Siempre se ha dicho que no por más repetir las cosas son más reales. Y sin ánimo de cuestionar tal afirmación, también podríamos decir que las cosas que no se comunican no existen. No se asusten, que no tengo ninguna intención de aburrirles con disquisiciones filosóficas sobre la importancia de la comunicación, o el papel transcendental que jugamos en todo esto los medios. Eso lo dejo para encuentros más cercanos, cuerpo a cuerpo, en el que poder discutirlo. Me estoy refiriendo a algo tan sencillo como a lo que el sector del vino comunica, cómo lo hace, con qué lenguaje y de qué forma.
Es bastante evidente, al menos desde luego para mí, que el vino de hoy tiene muy poco que ver con el de hace unas décadas, no ya solo en cuestiones como los momentos y cantidades consumidas, sino incluso por sus propias características, eso que algunos se empeñan en llamar calidad e intentan justificar con contraetiquetas o precios más altos.
Lo que ya no tengo tan claro es si resulta tan evidente el papel que en este cambio han jugado las bodegas a la hora de “hablar” con los consumidores. Los cambios en las características técnicas de los vinos, sus envases, cierres, etiquetas, tamaños, lenguaje, promoción,… formas todas ellas en las que se entabla un diálogo con los consumidores y que muchas bodegas e instituciones se empeñan en circunscribir a los mensajes publicitarios, olvidándose de que su packaging y el responsable de recomendarles un vino son la forma más directa que tienen para establecer ese diálogo con los consumidores.

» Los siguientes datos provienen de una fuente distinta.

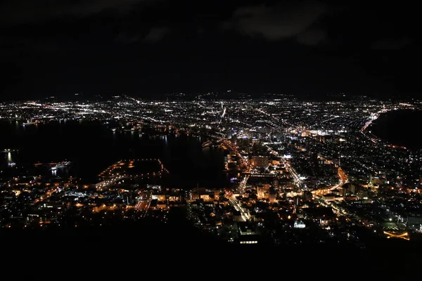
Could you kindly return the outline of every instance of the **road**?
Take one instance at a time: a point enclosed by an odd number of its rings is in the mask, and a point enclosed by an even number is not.
[[[248,221],[250,218],[250,216],[249,216],[249,214],[248,214],[248,213],[243,210],[243,208],[242,208],[242,207],[239,204],[237,199],[234,198],[234,196],[231,198],[229,197],[229,202],[230,202],[234,209],[241,212],[241,216],[243,221]]]
[[[147,211],[151,204],[151,192],[150,191],[146,192],[145,197],[141,199],[141,201],[138,202],[135,205],[135,209],[138,211],[145,211],[143,216],[146,216]]]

Cada vez son más los que “gritan” que los mensajes hay que actualizarlos, que los motivos por los que se adquiere una botella de vino han cambiado, que el momento de su consumo también; incluso el número de personas para las que va destinada una botella con el consiguiente efecto en su capacidad. Pero más importante que todo esto (que lo es, y mucho), es el superar de una vez por todas esos mensajes en los que tecnicismos y vocablos incomprensibles para la mayoría de las personas intentan convencernos de que el vino es algo que está mucho más allá del único motivo por el que un consumidor ha comprado una botella: pasar un buen rato, y si es posible, que se convierta en inolvidable.
El vino es eso: felicidad, placer, emociones, recuerdos…
¿Lo han entendido las bodegas, las organizaciones o las administraciones? Pues las hay que sí, pero todavía son muchas que no, que siguen empeñadas en hacernos saber de polifenoles, robles, resveratrol, suelos o viñedos.
Si no quieren escucharnos a nosotros, no lo hagan, pero sepan lo que dicen a los que más han reconocido mediante galardones por su labor en la recomendación de vino. Lean lo que dicen sobre lo que buscan los consumidores que hasta ellos llegan y verán como existe un gran entusiasmo por el mundo del vino, pero también un gran cansancio por la forma en la que se les está intentado convencer.